To illustrate the diagnostic and surgical considerations for giant solid pseudopapillary neoplasm (SPN) in an adolescent patient, focusing on the challenges posed by its size and associated complications.
Approach:
Histopathological Evaluation: Histopathology confirmed SPN with negative margins and no nodal metastasis. Immunohistochemistry showed nuclear/cytoplasmic positivity for beta-catenin, loss of E-cadherin, positivity for CD10 and CD56, and partial positivity for lymphoid enhancer-binding factor 1.
Key Findings:
Giant solid pseudopapillary neoplasm can present with acute abdominal pain due to intratumoral degeneration and hemorrhage.
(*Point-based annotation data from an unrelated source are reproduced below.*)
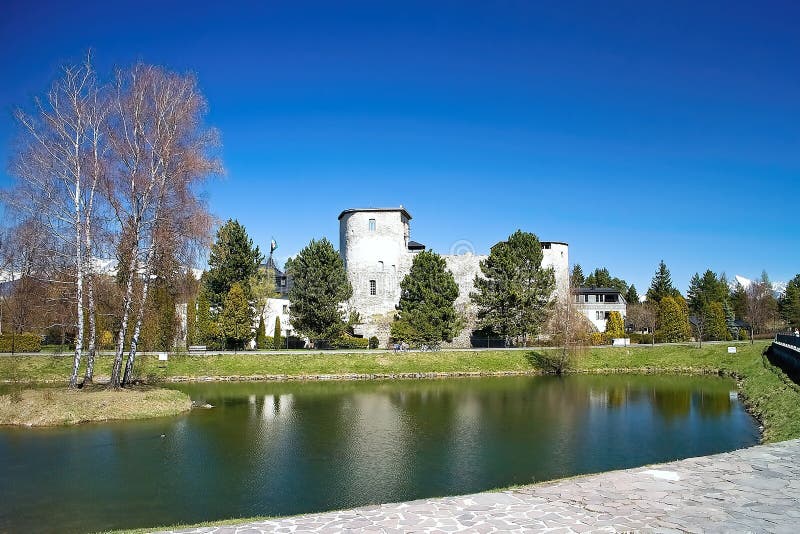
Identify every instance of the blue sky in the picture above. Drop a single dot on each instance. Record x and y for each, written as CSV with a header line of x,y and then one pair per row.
x,y
635,131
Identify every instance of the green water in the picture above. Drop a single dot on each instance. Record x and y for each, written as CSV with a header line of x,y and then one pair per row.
x,y
289,448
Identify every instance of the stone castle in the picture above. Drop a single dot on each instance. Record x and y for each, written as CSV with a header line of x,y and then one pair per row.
x,y
376,246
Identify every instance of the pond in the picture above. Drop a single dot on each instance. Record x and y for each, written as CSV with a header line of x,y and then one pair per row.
x,y
290,448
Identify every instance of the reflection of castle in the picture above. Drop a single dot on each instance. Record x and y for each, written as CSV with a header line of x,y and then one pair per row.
x,y
376,246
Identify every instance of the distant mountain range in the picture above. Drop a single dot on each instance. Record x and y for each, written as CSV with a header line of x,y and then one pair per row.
x,y
777,287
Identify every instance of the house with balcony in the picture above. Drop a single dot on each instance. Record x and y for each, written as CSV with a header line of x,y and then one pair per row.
x,y
596,303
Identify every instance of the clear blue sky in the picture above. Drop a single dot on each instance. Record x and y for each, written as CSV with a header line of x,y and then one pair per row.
x,y
634,131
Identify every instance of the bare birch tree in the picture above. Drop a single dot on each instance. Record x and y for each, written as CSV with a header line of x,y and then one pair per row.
x,y
161,152
52,177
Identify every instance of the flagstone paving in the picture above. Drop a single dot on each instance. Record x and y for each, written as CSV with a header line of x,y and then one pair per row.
x,y
749,490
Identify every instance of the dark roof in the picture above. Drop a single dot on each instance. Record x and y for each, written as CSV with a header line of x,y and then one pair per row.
x,y
596,290
271,265
401,209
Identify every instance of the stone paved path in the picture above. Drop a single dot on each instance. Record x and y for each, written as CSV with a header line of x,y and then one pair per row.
x,y
750,490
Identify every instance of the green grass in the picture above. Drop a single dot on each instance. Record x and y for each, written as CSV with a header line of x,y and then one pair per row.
x,y
60,406
769,394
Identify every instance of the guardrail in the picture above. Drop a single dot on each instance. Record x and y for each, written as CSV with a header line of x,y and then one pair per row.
x,y
788,339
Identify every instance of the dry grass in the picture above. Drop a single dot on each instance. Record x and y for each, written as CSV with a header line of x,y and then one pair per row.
x,y
51,406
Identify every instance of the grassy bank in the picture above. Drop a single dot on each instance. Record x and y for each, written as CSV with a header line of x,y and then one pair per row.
x,y
773,398
59,406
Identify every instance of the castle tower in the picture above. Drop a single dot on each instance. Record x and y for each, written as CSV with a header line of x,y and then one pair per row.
x,y
377,252
555,254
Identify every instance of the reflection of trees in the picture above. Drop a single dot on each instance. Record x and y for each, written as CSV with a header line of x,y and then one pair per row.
x,y
712,404
672,403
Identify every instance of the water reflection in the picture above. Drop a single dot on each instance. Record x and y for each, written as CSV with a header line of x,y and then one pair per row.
x,y
287,448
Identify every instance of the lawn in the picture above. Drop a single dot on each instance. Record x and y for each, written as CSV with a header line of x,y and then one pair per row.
x,y
60,406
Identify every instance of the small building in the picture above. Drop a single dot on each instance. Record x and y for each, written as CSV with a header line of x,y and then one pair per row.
x,y
597,303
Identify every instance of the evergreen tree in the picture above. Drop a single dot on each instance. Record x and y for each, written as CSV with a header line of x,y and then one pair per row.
x,y
661,285
191,322
730,321
673,320
716,329
790,303
615,327
426,312
233,259
632,296
236,318
577,279
277,339
261,333
206,329
514,295
167,324
320,286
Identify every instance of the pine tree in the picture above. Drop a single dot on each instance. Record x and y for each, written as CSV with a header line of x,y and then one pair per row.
x,y
577,279
233,259
790,303
661,285
191,322
615,327
277,339
261,333
426,312
673,320
514,293
320,286
236,318
632,296
716,328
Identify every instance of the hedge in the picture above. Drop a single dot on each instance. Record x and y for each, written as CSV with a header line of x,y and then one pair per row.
x,y
20,343
350,342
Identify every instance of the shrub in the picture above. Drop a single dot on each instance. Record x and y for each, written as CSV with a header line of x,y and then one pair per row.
x,y
598,338
20,342
350,342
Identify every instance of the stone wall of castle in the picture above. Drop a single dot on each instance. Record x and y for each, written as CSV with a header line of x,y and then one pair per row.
x,y
376,256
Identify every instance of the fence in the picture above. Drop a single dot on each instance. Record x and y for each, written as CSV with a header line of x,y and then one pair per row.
x,y
788,339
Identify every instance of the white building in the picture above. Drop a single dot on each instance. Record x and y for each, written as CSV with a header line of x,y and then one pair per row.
x,y
596,303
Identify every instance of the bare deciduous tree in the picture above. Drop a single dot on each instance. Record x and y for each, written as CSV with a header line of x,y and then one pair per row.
x,y
161,152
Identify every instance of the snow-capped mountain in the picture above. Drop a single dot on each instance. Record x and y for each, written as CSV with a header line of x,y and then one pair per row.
x,y
777,287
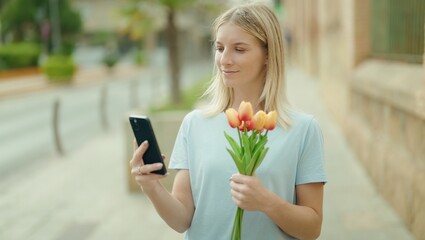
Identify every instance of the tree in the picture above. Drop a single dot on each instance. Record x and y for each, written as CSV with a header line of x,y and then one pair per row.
x,y
24,20
172,8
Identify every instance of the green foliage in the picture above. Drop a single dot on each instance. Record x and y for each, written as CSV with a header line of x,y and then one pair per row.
x,y
110,58
139,57
59,68
190,97
23,19
19,55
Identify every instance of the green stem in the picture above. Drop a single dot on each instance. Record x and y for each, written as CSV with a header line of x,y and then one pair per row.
x,y
237,225
240,139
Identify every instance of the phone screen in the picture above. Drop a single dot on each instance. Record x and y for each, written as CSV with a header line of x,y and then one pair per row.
x,y
143,130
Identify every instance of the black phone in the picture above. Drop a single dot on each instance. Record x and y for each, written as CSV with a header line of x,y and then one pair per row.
x,y
143,130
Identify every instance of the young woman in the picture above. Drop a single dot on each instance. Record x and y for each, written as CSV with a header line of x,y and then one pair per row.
x,y
283,200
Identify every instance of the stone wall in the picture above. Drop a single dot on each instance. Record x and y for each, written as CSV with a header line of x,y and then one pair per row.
x,y
386,127
380,105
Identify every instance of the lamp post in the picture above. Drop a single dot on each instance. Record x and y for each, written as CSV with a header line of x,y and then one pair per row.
x,y
54,19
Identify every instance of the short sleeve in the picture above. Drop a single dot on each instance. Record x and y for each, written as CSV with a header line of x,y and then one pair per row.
x,y
179,156
311,167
Surgical strategy must balance oncologic safety, bleeding risk, and organ preservation.
Post-splenectomy care should include immunization planning and individualized antibiotic prophylaxis.
Interpretation:
The case illustrates the diagnostic and management challenges associated with giant SPN in adolescents, highlighting the need for careful preoperative planning.
Limitations:
Short-term follow-up limits the assessment of long-term outcomes.
The case report format may not generalize to all patients with SPN, particularly those with different tumor sizes or locations.
Conclusion:
Giant solid pseudopapillary neoplasm is a rare condition that necessitates careful surgical planning and postoperative management tailored to the individual patient's needs.